By the time banks ganged together to lobby against the service it was too late
[2].

[1]
[http://www.moneyweb.co.za/mw/view/mw/en/page292681?oid=55103...](http://www.moneyweb.co.za/mw/view/mw/en/page292681?oid=551037&sn=2009+Detail&pid=287226)

[2][http://kenyaaudit.blogspot.com/2008/12/banks-now-gang-to-
fin...](http://kenyaaudit.blogspot.com/2008/12/banks-now-gang-to-finish-m-
pesa.html)

------
droithomme
I read about halfway through this article thinking it sounds good, but they
used insubstantive marketing language terms like "new innovations", "big
ideas", "safely and securely", "flexible adaptable technologies", and
"dreaming big but thinking locally" so many times that it gave the game away.
In addition there are no down sides described, the alternatives are demonized,
and there is no real technical explanation.
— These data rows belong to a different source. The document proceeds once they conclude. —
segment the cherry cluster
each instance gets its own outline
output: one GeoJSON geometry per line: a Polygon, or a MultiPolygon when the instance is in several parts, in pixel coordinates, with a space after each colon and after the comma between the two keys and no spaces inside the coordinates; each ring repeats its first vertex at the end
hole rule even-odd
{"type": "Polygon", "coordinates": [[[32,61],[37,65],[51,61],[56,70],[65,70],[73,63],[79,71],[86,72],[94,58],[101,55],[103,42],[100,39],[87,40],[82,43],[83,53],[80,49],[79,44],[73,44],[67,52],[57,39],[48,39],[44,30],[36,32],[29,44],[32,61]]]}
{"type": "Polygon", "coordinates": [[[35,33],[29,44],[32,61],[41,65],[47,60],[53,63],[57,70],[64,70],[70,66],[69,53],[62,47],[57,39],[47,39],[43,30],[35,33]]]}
It's indistinguishable from a full
page magazine ad. It is clear is a paid placement by advocates for a concept,
and not a real article from a journalist. I then glanced up to see what site
is running this sort of puff article and was genuinely surprised to see
National Geographic is now doing this sort of thing. I guess the journalist
needs some practice so he can learn to hide his tells in future product
placements.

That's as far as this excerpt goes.